EPRI gets $4.7 million in cap-and-trade dollars to develop and deploy heat pumps using low-GWP refrigerants, with a focus on serving low-income areas.
California-based Electric Power Research Institute (EPRI) announced on January 28 that it received $4.7 (€4.12) million in cap and trade funding to develop advanced residential heating, ventilation, and air conditioning (HVAC) systems using low-GWP refrigerants – in particular heat pumps – with an additional focus on bringing the technology to low-income Californians.
The California Strategic Growth Council provided the grant. Its Climate Change Research Program is part of California Climate Investments, a state-wide program that the funnels billions of cap-and-trade dollars toward reducing greenhouse gas emissions.
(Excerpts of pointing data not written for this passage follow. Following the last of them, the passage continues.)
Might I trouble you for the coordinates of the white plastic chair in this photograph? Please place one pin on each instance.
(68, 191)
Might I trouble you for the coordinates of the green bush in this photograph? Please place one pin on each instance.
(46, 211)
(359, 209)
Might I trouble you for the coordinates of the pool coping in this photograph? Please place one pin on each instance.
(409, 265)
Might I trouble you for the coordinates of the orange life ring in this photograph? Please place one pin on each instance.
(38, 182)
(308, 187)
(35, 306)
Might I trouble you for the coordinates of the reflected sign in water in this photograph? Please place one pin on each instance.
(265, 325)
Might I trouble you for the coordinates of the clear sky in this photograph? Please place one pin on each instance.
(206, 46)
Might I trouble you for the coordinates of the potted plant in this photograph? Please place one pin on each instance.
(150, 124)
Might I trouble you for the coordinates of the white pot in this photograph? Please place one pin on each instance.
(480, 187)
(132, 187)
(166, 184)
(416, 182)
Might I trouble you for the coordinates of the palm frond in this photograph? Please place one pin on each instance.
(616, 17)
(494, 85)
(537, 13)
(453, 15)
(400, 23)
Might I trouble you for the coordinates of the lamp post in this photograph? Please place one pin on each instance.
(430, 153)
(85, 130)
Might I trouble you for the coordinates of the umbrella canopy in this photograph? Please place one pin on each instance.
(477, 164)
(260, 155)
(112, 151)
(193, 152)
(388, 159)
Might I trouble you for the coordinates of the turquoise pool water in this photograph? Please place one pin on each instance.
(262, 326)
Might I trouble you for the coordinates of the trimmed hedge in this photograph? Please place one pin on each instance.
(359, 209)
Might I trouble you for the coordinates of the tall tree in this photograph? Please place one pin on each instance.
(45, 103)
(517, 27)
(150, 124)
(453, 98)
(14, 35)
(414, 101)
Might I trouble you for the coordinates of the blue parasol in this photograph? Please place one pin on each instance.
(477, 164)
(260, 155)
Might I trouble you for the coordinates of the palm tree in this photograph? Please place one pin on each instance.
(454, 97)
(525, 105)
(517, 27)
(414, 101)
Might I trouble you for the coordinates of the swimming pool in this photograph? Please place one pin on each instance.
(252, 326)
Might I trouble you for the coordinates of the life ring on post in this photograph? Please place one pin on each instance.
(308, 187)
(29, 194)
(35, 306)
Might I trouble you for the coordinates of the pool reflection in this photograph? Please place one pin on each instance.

“Our work will advance the development of a window unit to heat and cool homes [using heat pump technology] at a lower cost for the consumer and the environment,” said Mukesh Khattar, EPRI technical executive and co-principal investigator. “We’re focusing on this efficient appliance because it provides households the opportunity to realize energy savings and contribute to greenhouse gas emission reductions without major capital investment.”
EPRI will collaborate with California-based energy and finance companies Treau, WattzOn, and Otherlab to develop, demonstrate and deploy the heat pumps using low-GWP refrigerants.
“This grant will help us provide fellow Californians with new options to make their homes more comfortable, while saving money and helping our environment."
– Vince Romanin, CEO of Treau, Inc.
“Our aim is to make homes and families more comfortable while decreasing harmful emissions from traditional heating and cooling equipment,” said Vince Romanin, CEO of Treau, Inc. “This grant will help us provide fellow Californians with new options to make their homes more comfortable, while saving money and helping our environment.
Many of the field tests will be carried out in Modesto, Calif., which has an average winter temperature of 40°F (4.4°C) and an average summer temperature of 94°F (34.4°C).
“The City of Modesto is engaging with the research group and the Central Valley Opportunity Center to bring new high-efficiency HVAC technology to market, with a focus on our underserved communities,” said Jaylen French, director of Community and Economic Development for the City of Modesto. “We thank the California Strategic Growth Council for funding this project and its dual focus on people and technology.”